Elastic Observability added new service health indicators on the APM overview page in the Elastic APM app. These machine-learning powered indicators provide an intuitive and visual representation of how your apps are performing in one place and makes it easier for developers and SREs to answer these “why” questions.

  • How did a new deployment impact performance?
  • What are the top impacted transactions?
  • Is regression introduced by downstream services or backends?
  • How does performance correlate with underlying infrastructure? Which instances (containers, VMs) are the performance issues occurring on?

In conjunction with the new hosts infrastructure view and deepened visibility into third party and backend services (caches, databases, and data stores), diagnosing issues has never been easier.

Another key improvement to improve the analytics of your observability data was adding "schema on read" capabilities via runtime fields. While by default, Elastic Observability is schema on write, runtime fields allow you to also apply schema on read for maximum flexibility. Some advantages of schema on read would be when adding new data or new use cases. By having full control of your observability data with schema on read and/or write, you will have the ability to perform analyses, however they are needed.

We also expanded our OpenTelemetry integrations by adding Ansible and Maven plugins which add visibility into your CI/CD pipeline to help you observe automated build and deployment activities, an important aspect to ensure that your software development process is optimized. Not only can you manage performance issues in production, you now have visibility into the processes that get your code into production. The Elastic Observability team was excited to contribute these CI/CD integrations to the Ansible, Jenkins, and OpenTelemetry communities in the spirit of our free and open mantra.

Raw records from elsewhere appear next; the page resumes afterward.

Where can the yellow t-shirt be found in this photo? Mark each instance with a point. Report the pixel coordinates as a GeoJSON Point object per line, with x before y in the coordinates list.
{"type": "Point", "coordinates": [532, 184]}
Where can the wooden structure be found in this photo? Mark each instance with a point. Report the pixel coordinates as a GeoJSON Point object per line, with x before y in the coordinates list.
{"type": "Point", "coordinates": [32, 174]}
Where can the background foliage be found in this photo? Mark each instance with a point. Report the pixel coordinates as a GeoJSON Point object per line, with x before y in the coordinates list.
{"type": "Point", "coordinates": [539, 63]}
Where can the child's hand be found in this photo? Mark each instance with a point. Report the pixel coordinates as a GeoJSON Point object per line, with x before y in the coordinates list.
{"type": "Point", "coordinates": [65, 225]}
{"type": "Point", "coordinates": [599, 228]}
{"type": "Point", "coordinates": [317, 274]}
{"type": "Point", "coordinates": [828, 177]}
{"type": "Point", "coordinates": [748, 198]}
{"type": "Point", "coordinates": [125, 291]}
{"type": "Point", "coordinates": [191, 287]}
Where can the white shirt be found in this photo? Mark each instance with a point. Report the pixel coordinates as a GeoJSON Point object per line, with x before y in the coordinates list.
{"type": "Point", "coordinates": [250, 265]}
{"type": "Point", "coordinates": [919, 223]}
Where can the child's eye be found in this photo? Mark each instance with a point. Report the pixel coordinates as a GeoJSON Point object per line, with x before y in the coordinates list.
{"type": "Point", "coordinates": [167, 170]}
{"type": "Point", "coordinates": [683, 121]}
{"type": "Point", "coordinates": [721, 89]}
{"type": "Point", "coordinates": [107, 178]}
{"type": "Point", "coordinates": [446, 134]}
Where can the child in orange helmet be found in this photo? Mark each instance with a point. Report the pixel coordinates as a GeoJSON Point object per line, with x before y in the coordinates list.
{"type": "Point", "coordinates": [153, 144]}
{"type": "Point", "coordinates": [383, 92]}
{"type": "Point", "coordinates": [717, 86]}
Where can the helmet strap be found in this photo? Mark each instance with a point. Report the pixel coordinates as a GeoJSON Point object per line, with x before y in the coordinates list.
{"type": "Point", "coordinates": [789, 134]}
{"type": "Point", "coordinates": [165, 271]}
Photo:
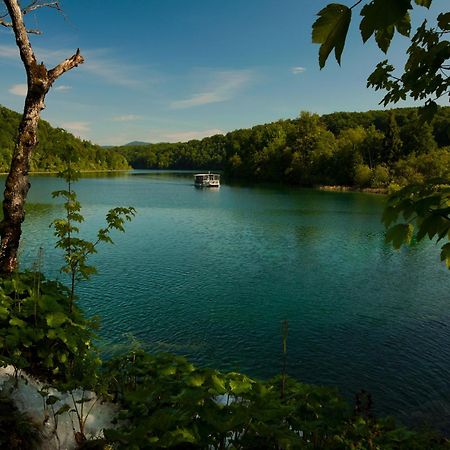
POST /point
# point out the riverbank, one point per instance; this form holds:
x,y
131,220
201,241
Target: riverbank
x,y
336,188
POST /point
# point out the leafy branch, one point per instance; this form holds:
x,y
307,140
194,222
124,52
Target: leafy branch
x,y
77,250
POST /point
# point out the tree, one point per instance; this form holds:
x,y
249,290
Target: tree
x,y
392,143
425,77
39,81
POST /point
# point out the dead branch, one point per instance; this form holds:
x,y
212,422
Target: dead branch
x,y
64,66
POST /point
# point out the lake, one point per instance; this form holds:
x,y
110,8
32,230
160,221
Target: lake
x,y
211,274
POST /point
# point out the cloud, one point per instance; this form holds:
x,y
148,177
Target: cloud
x,y
224,86
18,89
9,51
76,127
62,88
126,118
183,136
115,71
298,70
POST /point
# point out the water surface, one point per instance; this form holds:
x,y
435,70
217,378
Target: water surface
x,y
211,274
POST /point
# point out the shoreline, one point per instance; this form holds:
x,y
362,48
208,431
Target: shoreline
x,y
337,188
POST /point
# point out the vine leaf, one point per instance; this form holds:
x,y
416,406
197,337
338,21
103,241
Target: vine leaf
x,y
426,3
380,15
330,30
444,21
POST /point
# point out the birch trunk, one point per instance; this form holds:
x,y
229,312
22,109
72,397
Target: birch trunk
x,y
39,81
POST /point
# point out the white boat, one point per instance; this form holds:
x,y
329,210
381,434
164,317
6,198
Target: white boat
x,y
207,180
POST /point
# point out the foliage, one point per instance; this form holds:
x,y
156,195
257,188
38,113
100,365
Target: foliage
x,y
428,206
166,402
76,249
49,155
425,74
311,149
424,204
39,331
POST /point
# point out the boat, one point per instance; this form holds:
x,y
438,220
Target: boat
x,y
207,180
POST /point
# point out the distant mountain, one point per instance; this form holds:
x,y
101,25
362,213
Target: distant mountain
x,y
52,151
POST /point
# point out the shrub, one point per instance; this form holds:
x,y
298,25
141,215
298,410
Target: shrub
x,y
38,332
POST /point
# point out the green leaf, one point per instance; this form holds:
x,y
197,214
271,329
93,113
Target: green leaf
x,y
378,15
56,319
444,21
4,312
428,111
330,30
426,3
383,37
17,322
52,399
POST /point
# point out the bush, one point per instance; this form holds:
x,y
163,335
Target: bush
x,y
38,332
166,402
363,175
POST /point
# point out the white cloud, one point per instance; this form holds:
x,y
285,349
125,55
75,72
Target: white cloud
x,y
9,51
183,136
18,89
224,86
126,118
76,127
62,88
298,70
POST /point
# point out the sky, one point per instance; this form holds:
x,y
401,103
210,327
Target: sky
x,y
173,70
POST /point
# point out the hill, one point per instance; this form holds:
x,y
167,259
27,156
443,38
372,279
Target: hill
x,y
52,149
364,149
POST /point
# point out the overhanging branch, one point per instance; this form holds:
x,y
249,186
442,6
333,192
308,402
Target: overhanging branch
x,y
64,66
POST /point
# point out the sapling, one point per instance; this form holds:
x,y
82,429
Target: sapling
x,y
77,250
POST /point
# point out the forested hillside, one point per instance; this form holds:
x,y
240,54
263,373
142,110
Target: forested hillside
x,y
365,149
53,146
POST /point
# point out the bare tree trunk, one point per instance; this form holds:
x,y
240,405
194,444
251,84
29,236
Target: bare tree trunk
x,y
39,81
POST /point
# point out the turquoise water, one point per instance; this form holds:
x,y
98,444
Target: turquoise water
x,y
211,274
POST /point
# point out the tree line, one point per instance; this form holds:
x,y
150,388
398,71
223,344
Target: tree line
x,y
365,149
51,152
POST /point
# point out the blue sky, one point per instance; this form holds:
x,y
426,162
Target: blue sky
x,y
172,70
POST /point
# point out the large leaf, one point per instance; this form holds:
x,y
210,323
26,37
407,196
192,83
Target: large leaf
x,y
426,3
378,15
330,30
56,319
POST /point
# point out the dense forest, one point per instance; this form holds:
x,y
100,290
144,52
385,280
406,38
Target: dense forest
x,y
365,149
51,152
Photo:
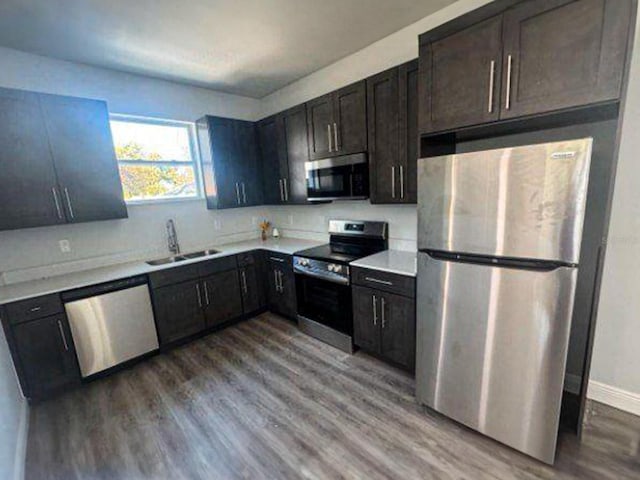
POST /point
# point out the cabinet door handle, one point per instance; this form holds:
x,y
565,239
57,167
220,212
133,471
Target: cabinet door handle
x,y
63,336
206,293
492,75
375,280
375,310
393,181
509,65
199,296
57,202
68,197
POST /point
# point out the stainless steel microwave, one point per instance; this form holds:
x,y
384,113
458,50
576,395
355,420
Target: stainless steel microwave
x,y
338,178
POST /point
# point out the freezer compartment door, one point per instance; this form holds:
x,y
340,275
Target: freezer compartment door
x,y
523,202
492,348
112,328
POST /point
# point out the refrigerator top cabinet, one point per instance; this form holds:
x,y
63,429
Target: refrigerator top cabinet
x,y
524,202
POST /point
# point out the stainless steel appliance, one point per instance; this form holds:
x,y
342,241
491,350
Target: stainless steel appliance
x,y
323,284
111,323
345,177
499,236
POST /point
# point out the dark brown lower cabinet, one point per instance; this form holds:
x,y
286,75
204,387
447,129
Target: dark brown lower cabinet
x,y
222,297
46,355
282,285
384,324
179,311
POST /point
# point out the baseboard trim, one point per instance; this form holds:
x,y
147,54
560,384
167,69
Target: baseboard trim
x,y
614,397
20,459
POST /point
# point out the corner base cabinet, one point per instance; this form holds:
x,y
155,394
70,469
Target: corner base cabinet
x,y
534,58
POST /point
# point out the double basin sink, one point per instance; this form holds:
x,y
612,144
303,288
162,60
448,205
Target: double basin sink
x,y
182,257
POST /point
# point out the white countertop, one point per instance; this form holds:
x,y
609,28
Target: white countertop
x,y
61,283
393,261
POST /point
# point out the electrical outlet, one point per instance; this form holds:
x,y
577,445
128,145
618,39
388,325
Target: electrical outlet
x,y
65,246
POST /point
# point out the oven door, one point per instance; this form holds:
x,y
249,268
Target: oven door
x,y
325,302
345,177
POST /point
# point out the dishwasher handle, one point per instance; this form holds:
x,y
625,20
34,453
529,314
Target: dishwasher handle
x,y
104,288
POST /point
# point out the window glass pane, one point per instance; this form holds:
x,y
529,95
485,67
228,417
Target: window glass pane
x,y
149,141
155,181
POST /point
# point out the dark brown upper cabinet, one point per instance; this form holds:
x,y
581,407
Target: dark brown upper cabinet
x,y
284,148
393,134
337,122
560,54
296,147
230,162
57,160
460,78
536,57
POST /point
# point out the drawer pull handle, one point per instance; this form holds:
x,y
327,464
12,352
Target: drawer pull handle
x,y
375,280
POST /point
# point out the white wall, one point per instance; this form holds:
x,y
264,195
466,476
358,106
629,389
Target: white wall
x,y
616,356
13,418
125,93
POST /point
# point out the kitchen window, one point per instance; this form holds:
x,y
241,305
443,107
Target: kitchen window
x,y
157,159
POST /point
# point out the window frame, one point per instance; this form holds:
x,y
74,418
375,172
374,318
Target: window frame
x,y
193,148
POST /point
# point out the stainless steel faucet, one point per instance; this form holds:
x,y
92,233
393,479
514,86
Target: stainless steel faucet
x,y
172,238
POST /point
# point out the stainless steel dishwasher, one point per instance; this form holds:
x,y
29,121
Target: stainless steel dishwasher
x,y
111,323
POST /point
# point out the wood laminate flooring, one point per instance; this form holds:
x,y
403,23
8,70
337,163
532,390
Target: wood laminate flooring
x,y
262,400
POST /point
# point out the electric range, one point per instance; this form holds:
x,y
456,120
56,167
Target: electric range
x,y
323,282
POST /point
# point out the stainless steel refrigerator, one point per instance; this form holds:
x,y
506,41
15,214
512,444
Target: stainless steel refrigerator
x,y
499,237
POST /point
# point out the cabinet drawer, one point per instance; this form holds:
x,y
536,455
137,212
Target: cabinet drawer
x,y
174,275
217,265
384,281
247,258
33,308
282,259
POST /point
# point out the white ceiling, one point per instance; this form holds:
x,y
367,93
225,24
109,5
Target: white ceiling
x,y
247,47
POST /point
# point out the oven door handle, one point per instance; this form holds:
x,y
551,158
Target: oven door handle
x,y
339,280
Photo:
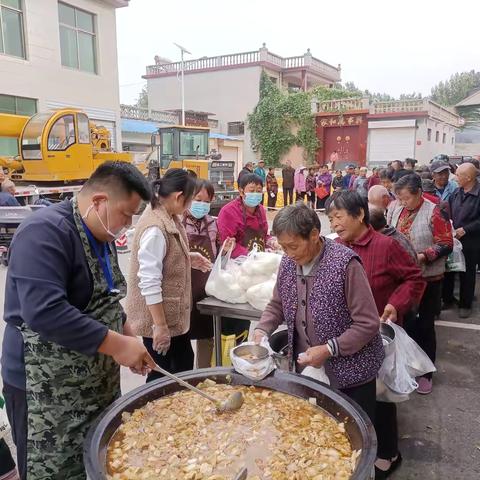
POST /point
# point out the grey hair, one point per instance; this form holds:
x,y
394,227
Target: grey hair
x,y
296,220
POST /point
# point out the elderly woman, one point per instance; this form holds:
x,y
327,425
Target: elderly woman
x,y
397,286
322,293
428,227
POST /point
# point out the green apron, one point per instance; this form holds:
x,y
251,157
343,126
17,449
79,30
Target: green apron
x,y
66,390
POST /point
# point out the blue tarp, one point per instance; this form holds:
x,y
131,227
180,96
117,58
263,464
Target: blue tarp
x,y
138,126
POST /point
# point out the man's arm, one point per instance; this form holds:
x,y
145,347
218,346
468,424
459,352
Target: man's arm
x,y
40,267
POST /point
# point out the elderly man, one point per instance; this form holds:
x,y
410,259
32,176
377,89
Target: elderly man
x,y
465,213
360,185
444,187
399,171
247,168
379,196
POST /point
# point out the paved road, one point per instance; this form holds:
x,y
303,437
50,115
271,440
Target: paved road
x,y
440,433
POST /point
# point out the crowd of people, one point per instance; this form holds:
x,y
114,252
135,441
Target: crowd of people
x,y
395,229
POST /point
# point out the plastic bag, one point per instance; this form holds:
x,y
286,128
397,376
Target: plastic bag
x,y
260,295
258,370
402,363
222,282
456,260
4,425
316,373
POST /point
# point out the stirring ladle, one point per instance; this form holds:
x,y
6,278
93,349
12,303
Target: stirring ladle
x,y
233,402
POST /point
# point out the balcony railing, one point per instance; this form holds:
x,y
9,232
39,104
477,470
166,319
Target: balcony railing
x,y
246,58
136,113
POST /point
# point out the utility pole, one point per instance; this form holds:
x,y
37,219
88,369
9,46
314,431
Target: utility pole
x,y
182,76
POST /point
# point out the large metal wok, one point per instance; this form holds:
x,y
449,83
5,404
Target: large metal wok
x,y
358,426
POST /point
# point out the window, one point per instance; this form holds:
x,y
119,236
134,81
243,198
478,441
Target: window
x,y
32,136
62,134
236,128
18,105
83,128
77,38
191,142
12,41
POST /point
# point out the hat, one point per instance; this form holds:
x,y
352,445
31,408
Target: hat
x,y
428,186
439,166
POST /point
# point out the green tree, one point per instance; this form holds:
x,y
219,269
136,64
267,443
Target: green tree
x,y
456,88
142,100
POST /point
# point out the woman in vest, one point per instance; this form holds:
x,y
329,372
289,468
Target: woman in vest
x,y
159,284
397,287
428,228
202,233
322,294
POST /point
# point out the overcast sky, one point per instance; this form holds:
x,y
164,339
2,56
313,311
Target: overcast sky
x,y
392,46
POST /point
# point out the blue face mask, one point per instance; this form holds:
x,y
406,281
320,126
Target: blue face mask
x,y
253,199
199,209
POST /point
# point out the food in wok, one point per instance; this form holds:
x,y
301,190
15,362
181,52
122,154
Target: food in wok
x,y
275,435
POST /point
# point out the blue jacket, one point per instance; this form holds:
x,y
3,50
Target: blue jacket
x,y
48,286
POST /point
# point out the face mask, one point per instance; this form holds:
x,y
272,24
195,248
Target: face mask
x,y
199,209
115,236
253,199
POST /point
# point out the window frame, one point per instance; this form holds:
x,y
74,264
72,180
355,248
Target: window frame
x,y
22,29
76,29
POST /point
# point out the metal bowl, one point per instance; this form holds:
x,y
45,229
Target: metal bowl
x,y
251,353
358,426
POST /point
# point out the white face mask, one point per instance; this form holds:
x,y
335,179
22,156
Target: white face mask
x,y
114,236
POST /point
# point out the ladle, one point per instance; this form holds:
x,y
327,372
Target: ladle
x,y
233,402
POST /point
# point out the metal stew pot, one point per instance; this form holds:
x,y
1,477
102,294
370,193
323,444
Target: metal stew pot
x,y
357,425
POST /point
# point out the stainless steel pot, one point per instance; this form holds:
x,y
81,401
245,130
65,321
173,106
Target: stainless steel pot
x,y
357,425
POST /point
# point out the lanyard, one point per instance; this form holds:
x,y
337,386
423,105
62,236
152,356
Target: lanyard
x,y
104,260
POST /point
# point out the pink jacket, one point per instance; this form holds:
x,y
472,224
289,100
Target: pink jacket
x,y
300,179
230,224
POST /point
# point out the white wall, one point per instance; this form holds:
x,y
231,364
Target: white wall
x,y
429,148
42,75
229,94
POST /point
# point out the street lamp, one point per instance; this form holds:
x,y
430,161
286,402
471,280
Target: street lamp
x,y
182,50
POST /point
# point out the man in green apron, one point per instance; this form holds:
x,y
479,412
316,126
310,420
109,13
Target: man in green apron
x,y
65,341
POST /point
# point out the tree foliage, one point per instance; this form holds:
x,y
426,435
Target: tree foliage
x,y
283,119
456,88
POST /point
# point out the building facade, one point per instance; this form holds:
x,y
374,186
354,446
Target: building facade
x,y
229,85
468,138
376,133
56,54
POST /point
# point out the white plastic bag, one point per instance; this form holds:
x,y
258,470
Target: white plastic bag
x,y
456,260
4,425
258,296
316,373
222,282
255,371
403,363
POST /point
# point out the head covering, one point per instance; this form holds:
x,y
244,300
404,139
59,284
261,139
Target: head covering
x,y
439,166
428,186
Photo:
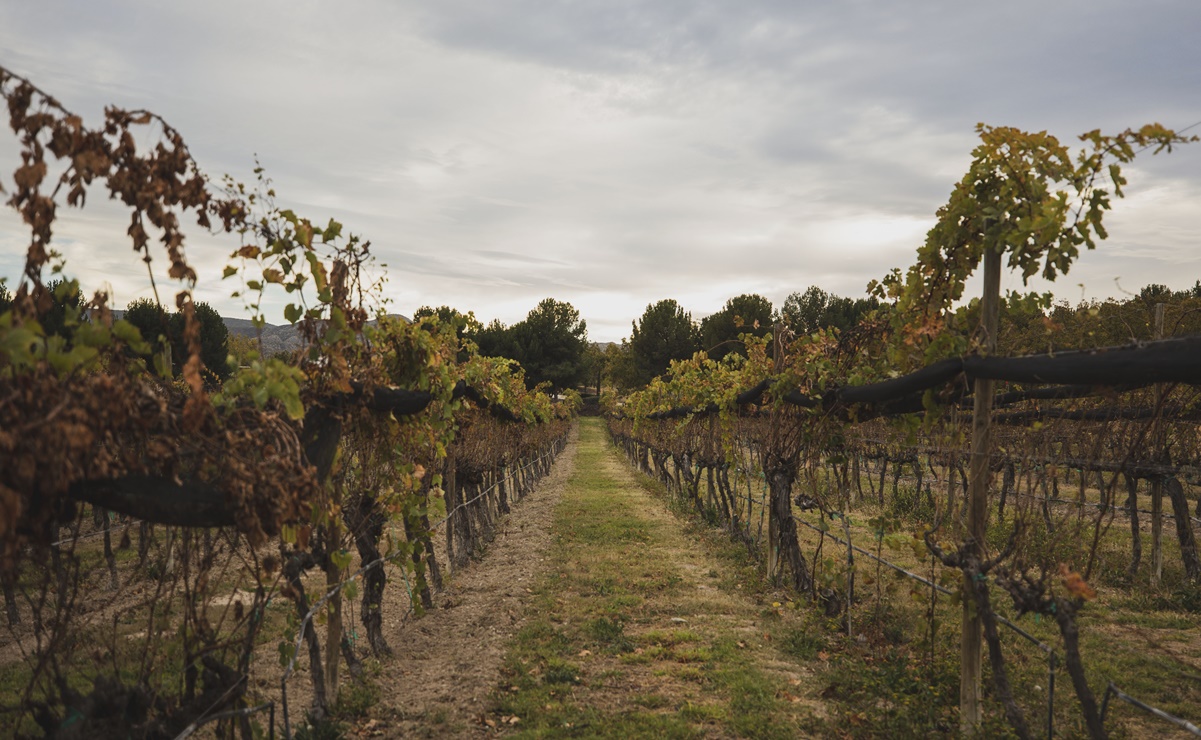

Actionable observability to accelerate root cause analysis

Consolidating and visualizing your observability data is a great first step, but now it’s time to make it actionable! We introduced APM correlations allowing you to surface issues and anomalies along with related information for diagnostics. Over the course of the year we improved these capabilities, adding automated root cause analysis, powered by machine learning. This feature allows you to proactively surface application performance issues and identify potential causes with contextual details on infrastructure components, versions, locations, and custom metadata for faster troubleshooting. And with the latest release (7.16), you can perform ad hoc analysis to find the “unknown unknowns” in our RUM, Synthetics, and Mobile APM data.

alerting-capabilities

Expanding on our alerting capabilities, the recent integration with ServiceNow offers certified applications in the ServiceNow app store for ITSM and SecOps. These applications connect with Elastic alerting and case management workflows. By integrating Elastic Observability with ServiceNow (ITSM and ITOM), organizations can standardize and streamline incident management workflows and facilitate collaboration.

Phew, that was a LOT, wasn’t it? And that was just the tip of the iceberg of what you can leverage from the features we added last year. The reality is that observability solutions and platforms are always in constant growth and evolution to keep up with changing application environments, ecosystems, and tools. But we are committed to meeting the evolving needs of development, SRE, DevOps and IT teams everywhere. At the core we believe that building a full-stack observability solution on the proven and robust search platform of Elastic Stack is the future. And we are working on that future, right now.

What’s to come for Elastic Observability in 2022

What’s to come next in 2022? We can’t reveal all the surprises we have in our pipeline but we’ll be diving deeper into our real user monitoring and synthetic monitoring capabilities. And of course, bringing more machine learning capabilities to our Observability solution. We’ll have a lot more to announce shortly as Elastic Observability revs up for the 8.x release series!